Book Talk: The African Heritage of Latinx and Caribbean Literature
Sarah Quesada, Duke University
Mon, 4/3 · 4:30 pm—6:00 pm · 010 East Pyne
Effron Center for the Study of America
The African Heritage of Latinx and Caribbean Literature unearths a buried African archive within widely-read Latinx writers of the last 50 years. It challenges dominant narratives in world literature and transatlantic studies that ignore Africa’s impact in broader Latin American culture. Sarah Quesada argues that these canonical works evoke textual memorials of African memory. She shows how the African Atlantic haunts modern Latinx and Caribbean writing, and examines the disavowal or distortion of the African subject in the constructions of national, racial, sexual, and spiritual Latinx identity. Quesada shows how themes such as the 19th century ‘scramble for Africa,’ the decolonizing wars, Black internationalism, and the neoliberal turn are embedded in key narratives. Drawing from multilingual archives about West and Central Africa, she examines how the legacies of colonial French, Iberian, British and U.S. imperialisms have impacted on the relationships between African and Latinx identities. This is the first book-length project to address the African colonial and imperial inheritance of Latinx literature.
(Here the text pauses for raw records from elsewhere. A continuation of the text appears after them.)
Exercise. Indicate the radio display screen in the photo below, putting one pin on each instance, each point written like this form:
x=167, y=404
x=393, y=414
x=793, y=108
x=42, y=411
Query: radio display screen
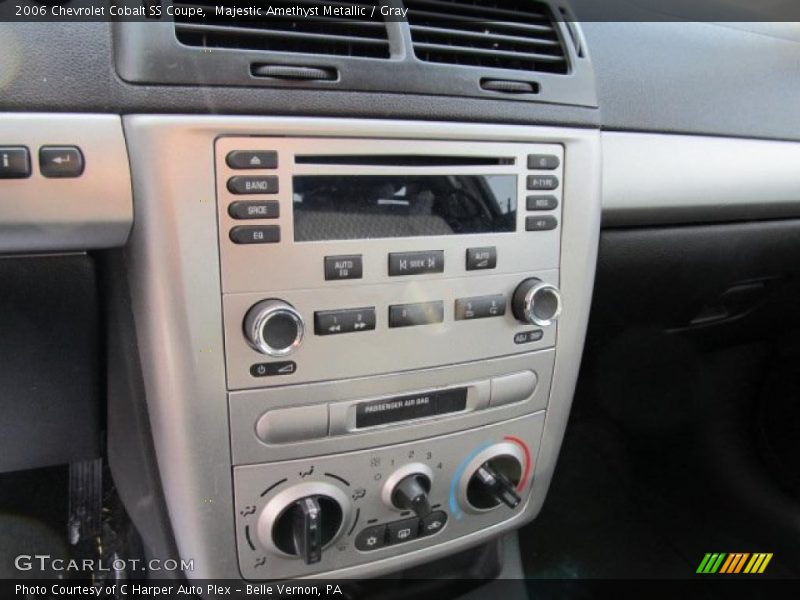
x=353, y=207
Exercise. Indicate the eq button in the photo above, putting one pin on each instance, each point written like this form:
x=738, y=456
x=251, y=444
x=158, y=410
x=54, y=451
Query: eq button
x=347, y=320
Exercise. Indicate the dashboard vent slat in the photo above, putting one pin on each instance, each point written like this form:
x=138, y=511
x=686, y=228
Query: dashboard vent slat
x=499, y=34
x=351, y=36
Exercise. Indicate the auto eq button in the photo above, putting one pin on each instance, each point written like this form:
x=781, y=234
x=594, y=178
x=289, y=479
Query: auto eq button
x=416, y=263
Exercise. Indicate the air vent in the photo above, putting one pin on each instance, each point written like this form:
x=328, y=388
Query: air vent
x=500, y=34
x=329, y=28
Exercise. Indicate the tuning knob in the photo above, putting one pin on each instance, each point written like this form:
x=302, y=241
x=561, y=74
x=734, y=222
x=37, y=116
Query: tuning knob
x=408, y=489
x=536, y=302
x=303, y=520
x=491, y=479
x=274, y=327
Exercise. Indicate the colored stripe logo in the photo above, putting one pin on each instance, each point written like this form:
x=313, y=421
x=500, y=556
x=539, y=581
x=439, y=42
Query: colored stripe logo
x=734, y=563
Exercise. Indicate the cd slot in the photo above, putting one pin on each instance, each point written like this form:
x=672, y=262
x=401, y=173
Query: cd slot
x=403, y=160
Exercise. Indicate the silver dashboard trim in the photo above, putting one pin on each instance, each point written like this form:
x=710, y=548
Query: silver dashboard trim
x=651, y=179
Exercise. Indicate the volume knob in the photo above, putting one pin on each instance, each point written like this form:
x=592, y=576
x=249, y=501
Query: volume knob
x=274, y=327
x=536, y=302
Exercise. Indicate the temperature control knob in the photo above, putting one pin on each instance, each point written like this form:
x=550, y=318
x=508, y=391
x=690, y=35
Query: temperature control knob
x=274, y=327
x=408, y=489
x=303, y=520
x=489, y=482
x=536, y=302
x=491, y=478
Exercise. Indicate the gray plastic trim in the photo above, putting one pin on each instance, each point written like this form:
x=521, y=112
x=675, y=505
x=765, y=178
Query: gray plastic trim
x=148, y=52
x=176, y=296
x=94, y=210
x=655, y=179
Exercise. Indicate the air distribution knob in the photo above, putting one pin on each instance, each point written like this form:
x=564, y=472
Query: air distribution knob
x=274, y=327
x=536, y=302
x=303, y=520
x=408, y=489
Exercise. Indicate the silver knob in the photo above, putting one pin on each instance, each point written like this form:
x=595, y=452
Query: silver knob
x=274, y=327
x=536, y=302
x=303, y=520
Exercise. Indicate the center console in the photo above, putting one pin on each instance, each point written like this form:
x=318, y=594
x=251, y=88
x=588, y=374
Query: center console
x=359, y=339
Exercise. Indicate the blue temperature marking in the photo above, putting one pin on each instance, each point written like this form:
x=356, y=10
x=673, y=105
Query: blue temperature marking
x=454, y=509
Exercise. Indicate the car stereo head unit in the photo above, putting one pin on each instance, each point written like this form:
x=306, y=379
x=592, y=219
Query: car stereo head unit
x=397, y=252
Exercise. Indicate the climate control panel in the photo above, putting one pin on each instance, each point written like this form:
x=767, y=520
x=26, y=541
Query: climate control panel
x=311, y=516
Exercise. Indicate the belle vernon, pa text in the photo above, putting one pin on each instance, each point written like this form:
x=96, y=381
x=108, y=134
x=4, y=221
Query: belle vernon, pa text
x=138, y=590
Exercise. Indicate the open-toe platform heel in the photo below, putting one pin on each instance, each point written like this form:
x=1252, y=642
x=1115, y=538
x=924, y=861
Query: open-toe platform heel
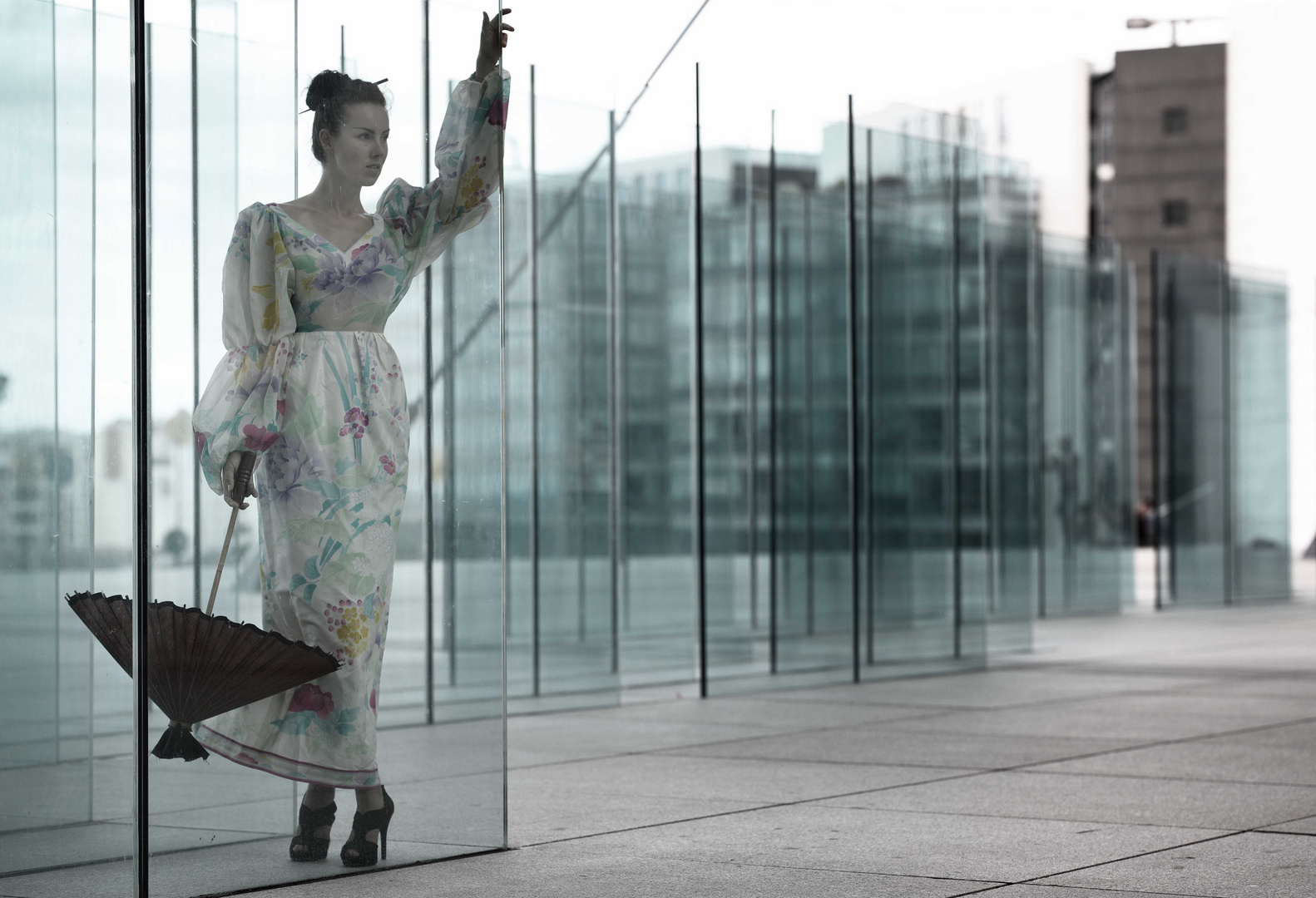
x=305, y=846
x=359, y=852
Sarah Margarita Quesada is an assistant professor in the Department of Romance Studies at Duke University. Her main interests are literatures of the Global South, specifically Latinx, Latin American and African literatures. She works at the intersection of Atlantic world studies, African diaspora studies, and World Literature. Her book The African Heritage of Latinx and Caribbean Literature
(Cambridge Studies in World Literature and Culture, Cambridge University Press, 2022) examines the engagement of the most widely read Latinx and Latin American authors of the last 50 years with Franco/Anglo/Lusophone African writers and historiography in order to identify the African derived causes of a “Latin” excision from Africa. The book examines the era of slave trade, 19th century imperialism, Black internationalism, and the rise of UNESCO heritage tourism. Her research has appeared in Small Axe: A Caribbean Journal of Criticism, The Oxford Handbook of Latino Studies, the Junot Díaz and the Decolonial Imagination (Duke University Press 2016), Latino Studies, Afro-Hispanic Review, Oxford Bibliographies in Latino Studies, the Journal of Haitian Studies, among other places. She is a former co-chair representative for Latino Studies in the Latin American Studies Association (LASA). In 2021, she joined the editorial board of Meridians: feminism, race, transnationalism journal published with Duke University Press.
Her second book project is focused on Greater Mexico region and its connections to African writing and decolonization movements. Quesada’s comparative focus is also devoted to archival and fieldwork research. She has spent time in France and its départements d’outre mer, specifically in French Guiana, as well as Brazil, Benin, Senegal, Cuba, and the Dominican Republic. Her research has involved “human subject” interviews mainly along the UNESCO Slave Route in Africa, or colonial archive consultation across the Atlantic world.
Before joining Duke, Quesada was an assistant professor of English and Latinx studies at the University of Notre Dame, a postdoctoral research fellow in Latina/Latino studies at the University of Illinois Urbana-Champaign and an Andrew Mellon ACLS fellow.
Presented by the Effron Center for the Study of America. Cosponsored by the Program in Latino Studies, Program in Latin American Studies, and Department of Spanish and Portuguese.